Okay, Arianna Huffington on Colbert says "The Huffington Post is not about Right versus Left, it is about Right versus WRONG ..."

Oh, honey.

And I read HuffPo from time to time.



But THAT.  Is writerliness.  And this finally gets me off my bum to write that Writerly post I've been thinking and saying I was going to get to soon.


***


Okay.

Writerly writing goes past self-consciousness and ends up in self-satisfaction instead, skewing either twee or superior depending upon its point.  And it always has a point, which itself is tiresome.

More often than not, the latter seasons of M*A*S*H represent for me the sins of writerliness - the didactic sentimentality, the heavily over-ground axes - but it is popular even in journalism.  In fiction, it can get pretty thick.  Fiction peopled with auto-characters, avatars for an author's self (or dreams of self) modeled into *ary *ues, cheap exposition working to be clever, would-be clever verbiage straining to teach.

The writerly writer can be heard finding their own work witty and charming.  On television, Sorkin productions sometimes fluff a writerly writer.  Sitcoms of course do it, see the old war horse referenced above.  In the seventies, before irony, archness, and meta came along (we did not know of these concepts of course, the human race before Teh Intarwebs), earnestness was done to a scale which might appear ostentatious to the wiser eyes of today.  (Is Diane being writerly?  The world may never know.  But as Mr. X knows, I was never suBtle.)

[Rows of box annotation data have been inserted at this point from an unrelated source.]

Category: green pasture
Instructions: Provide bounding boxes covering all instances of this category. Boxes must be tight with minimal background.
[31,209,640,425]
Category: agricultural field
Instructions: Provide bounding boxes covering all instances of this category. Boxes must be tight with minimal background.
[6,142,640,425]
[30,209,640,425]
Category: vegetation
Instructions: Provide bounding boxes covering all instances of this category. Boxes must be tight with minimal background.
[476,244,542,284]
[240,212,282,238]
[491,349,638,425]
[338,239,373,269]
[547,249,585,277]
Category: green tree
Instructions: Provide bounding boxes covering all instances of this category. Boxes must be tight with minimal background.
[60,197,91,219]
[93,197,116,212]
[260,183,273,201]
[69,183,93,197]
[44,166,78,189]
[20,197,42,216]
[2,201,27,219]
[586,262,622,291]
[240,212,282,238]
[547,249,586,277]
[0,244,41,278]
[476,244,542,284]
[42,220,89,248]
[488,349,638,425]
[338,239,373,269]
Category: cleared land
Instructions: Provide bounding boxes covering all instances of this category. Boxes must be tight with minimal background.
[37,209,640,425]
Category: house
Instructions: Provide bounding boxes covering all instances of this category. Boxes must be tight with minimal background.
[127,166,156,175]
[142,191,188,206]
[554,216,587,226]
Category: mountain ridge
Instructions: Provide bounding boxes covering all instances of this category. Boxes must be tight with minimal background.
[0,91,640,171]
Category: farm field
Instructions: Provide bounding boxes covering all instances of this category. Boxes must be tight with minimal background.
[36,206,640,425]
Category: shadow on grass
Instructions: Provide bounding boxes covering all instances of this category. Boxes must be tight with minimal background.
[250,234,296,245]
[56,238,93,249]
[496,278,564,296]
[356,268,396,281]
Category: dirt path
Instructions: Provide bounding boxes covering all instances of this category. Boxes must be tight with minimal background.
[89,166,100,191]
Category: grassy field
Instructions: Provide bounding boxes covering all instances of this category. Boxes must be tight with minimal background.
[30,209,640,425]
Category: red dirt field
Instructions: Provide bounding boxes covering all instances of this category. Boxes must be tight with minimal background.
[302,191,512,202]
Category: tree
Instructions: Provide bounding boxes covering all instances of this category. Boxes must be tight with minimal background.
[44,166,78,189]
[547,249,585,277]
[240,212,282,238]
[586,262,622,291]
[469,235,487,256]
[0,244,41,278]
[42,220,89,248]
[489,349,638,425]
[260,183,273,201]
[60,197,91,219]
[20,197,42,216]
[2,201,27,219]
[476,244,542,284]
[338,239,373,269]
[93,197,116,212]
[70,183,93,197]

Cleverness and sincerity had a dangerously passionate relationship, and of course audiences had no critical eye for it.  This stuff was ENT-ertaiment!  (*Cue Lovitz doing his Thespian character.)  Even the quiet writerly moment - *especially* the quiet writerly moment - was thick with portent.  "Portent!" these moments cried, with their contrived intensity.  "Portent ..." they whispered, with the profundity of Lesson.

Ahh.  Writerly writing.

It's hardly gone the way of the dodo, since all us hayseed pre-'netters grew up and got iPhones.  Even reality TV occasionally falls prey to writerliness, don't kid yourself.  And reality serves us up intimate, powerful personal monologues by the multi-ton.

If only we could keep it out of "JOURNALISM" ...  Whatever that even is, anymore.  The best ones out there are Colbert and Stewart.  What does that say about our supposed non-fiction writers??